I read with great amusement that one of the reasons quoted by the minister of home affairs why the movie 'Lelaki Komunis Terakhir' was banned was because it would be insensitive to release it at a time when Umno was celebrating its 60th anniversary.
Wasn't Umno part of the triumph over the Malayan Communist Party? Shouldn't that count as one of its past achievements as it approaches its 60th? I'm sure many other less awkward reasons could have been given as to why the minister evoked his powers to overrule the decision of the National Film Censorship Board.
If the writer/director of the movie, Amir Muhammad, decides to make a yearly appeal against the ban, I hope the ministry will come up with better reasons and try their best not to use the following:
2007: It would be insensitive to release the movie in the year of our 50th independence.
2008: It would be insensitive to release the movie in the year we are sending an Olympic contingent to the People's Republic of China.

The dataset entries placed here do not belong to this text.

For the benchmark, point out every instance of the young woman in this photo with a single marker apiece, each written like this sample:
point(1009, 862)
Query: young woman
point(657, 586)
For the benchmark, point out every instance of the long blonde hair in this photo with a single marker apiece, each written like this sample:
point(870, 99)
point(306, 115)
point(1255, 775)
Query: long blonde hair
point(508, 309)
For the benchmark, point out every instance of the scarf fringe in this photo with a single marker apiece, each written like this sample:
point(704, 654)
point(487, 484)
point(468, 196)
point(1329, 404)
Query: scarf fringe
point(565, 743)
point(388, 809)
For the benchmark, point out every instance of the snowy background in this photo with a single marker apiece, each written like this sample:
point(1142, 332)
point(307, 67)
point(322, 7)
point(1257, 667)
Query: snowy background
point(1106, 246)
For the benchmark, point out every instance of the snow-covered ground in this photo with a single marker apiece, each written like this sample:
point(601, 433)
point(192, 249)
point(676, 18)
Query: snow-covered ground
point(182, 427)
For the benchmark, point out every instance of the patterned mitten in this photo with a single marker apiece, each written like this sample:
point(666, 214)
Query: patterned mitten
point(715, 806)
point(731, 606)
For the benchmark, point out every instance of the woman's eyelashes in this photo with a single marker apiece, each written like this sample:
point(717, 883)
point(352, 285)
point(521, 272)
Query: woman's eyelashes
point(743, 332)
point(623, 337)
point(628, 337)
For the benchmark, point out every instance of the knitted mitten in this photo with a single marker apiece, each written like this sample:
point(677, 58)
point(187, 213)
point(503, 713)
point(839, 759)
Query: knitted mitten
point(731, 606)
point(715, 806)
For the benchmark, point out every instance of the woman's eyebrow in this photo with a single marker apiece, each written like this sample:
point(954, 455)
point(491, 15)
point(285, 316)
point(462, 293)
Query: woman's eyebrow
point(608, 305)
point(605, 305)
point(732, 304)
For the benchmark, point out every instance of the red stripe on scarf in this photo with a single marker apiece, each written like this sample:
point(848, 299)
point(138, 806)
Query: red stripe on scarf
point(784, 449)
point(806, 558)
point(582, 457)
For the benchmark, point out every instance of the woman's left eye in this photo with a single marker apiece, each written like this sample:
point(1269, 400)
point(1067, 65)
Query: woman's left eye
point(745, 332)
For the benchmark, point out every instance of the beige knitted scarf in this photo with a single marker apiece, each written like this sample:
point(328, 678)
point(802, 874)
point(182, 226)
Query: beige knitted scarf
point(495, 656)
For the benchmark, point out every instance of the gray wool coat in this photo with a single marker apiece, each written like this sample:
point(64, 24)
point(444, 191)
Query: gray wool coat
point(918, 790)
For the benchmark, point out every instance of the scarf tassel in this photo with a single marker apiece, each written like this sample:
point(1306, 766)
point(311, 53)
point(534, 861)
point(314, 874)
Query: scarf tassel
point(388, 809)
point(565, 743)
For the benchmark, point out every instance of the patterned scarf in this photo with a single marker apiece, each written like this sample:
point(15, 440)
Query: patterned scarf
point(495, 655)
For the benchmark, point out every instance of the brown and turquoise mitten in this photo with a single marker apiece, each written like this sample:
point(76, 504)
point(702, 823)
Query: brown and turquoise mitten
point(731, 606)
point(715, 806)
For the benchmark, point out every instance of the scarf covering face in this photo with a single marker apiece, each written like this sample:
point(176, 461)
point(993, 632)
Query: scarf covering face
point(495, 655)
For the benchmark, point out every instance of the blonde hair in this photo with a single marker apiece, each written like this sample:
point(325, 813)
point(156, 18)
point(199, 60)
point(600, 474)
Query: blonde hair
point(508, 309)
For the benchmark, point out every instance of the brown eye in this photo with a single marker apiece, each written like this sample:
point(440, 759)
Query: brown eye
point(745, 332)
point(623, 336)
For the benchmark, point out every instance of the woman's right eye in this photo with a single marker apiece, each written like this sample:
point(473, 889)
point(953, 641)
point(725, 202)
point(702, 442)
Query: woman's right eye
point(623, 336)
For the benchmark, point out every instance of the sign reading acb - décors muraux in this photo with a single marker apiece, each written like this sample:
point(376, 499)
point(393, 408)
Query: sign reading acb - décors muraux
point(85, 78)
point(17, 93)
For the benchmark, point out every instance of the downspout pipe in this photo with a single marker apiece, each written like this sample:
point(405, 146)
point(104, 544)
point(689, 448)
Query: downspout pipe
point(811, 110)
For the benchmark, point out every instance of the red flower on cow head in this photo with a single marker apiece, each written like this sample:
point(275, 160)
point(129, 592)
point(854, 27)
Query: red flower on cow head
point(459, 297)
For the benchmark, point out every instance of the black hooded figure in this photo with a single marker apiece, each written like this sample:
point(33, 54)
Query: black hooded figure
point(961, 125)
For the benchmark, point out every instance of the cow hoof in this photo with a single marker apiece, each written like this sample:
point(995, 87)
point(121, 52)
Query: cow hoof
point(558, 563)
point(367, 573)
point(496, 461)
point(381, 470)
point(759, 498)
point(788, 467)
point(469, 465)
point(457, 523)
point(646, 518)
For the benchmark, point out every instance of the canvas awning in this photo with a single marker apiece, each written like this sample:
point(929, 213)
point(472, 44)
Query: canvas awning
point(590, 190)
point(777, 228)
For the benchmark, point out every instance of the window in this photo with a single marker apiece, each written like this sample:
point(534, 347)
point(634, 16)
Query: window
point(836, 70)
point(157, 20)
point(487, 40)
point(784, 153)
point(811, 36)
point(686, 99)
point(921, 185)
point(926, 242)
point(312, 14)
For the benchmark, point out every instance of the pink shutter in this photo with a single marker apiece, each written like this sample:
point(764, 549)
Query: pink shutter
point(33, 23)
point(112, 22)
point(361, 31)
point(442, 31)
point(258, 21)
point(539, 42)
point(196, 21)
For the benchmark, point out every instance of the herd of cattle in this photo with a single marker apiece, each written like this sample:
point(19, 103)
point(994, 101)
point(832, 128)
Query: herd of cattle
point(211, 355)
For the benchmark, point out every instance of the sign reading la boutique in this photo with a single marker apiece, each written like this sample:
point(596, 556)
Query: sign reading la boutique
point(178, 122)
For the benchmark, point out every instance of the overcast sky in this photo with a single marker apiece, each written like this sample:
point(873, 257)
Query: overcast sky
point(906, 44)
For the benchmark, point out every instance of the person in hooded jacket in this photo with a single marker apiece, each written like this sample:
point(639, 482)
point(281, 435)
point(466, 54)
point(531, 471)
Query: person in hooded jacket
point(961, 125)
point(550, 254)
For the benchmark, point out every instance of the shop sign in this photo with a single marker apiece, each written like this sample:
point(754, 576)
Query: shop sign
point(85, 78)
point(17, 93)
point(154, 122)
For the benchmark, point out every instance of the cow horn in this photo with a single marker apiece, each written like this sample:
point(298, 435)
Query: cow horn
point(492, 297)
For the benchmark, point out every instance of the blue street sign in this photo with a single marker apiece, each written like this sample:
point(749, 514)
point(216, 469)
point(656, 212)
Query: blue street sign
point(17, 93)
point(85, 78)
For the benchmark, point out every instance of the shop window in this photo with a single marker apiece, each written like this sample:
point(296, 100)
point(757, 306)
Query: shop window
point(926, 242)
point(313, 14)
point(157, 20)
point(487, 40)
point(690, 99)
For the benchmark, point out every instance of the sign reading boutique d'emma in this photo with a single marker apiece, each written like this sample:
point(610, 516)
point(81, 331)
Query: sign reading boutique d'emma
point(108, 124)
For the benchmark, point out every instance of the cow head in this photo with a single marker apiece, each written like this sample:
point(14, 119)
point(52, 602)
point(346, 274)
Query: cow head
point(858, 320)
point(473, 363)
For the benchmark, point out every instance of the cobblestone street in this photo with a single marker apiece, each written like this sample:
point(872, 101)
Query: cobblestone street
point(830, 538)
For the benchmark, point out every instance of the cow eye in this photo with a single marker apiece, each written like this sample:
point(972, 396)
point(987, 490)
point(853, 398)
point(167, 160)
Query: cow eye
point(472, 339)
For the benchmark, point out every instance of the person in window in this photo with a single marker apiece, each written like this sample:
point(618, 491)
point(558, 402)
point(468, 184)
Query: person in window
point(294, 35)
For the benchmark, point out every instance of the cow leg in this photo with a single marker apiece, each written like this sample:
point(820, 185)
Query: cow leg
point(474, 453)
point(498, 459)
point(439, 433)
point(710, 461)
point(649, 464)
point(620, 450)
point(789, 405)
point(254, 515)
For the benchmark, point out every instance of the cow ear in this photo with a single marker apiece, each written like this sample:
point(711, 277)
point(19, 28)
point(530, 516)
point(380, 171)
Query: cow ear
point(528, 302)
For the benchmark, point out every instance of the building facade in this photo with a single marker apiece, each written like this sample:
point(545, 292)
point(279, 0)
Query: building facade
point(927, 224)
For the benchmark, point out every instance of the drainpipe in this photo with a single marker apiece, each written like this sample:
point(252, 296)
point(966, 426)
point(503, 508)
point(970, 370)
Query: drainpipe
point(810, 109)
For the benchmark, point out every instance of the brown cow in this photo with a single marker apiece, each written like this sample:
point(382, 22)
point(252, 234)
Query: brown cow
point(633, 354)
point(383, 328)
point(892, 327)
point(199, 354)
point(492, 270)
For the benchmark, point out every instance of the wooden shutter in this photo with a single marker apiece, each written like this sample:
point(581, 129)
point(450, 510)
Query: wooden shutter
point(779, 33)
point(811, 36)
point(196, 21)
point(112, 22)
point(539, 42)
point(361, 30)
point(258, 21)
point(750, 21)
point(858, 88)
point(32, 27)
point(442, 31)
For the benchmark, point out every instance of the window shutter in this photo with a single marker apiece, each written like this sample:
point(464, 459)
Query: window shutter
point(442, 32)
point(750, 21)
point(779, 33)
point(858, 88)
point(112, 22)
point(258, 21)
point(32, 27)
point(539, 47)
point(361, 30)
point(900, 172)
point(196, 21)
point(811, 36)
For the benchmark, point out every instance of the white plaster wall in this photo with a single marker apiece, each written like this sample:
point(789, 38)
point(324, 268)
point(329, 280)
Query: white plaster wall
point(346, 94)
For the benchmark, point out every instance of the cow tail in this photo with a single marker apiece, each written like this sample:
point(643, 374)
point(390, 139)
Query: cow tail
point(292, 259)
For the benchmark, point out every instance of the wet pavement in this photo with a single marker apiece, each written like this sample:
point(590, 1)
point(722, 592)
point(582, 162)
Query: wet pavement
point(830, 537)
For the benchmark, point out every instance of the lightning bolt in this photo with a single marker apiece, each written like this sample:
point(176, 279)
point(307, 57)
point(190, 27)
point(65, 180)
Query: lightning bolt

2009: No appeal was submitted as interest in this movie would have waned those who were interested had already downloaded pirated copies from the Internet.
I have not seen the movie and am not sure how far it goes in 'promoting' Chin Peng. There are numerous documentaries available in Europe about Hitler and the Third Reich which are done tastefully. Maybe the difference lies in the fact that Hitler is already dead while Chin Peng is still alive?
Or is it the difference in the level of maturity between Europeans and Malaysians? Or is it the different mentalities of European and Malaysian politicians? Maybe it's a little bit of everything or even none of the above. I have to reiterate that I have not seen the movie so these are speculations at best.
I hope Amir Muhammad has not been discouraged by this episode. I wish him all the best if he decides to make similar documentaries in the future. After all, Malaysia needs more film makers who can use local content to reach out to an international audience.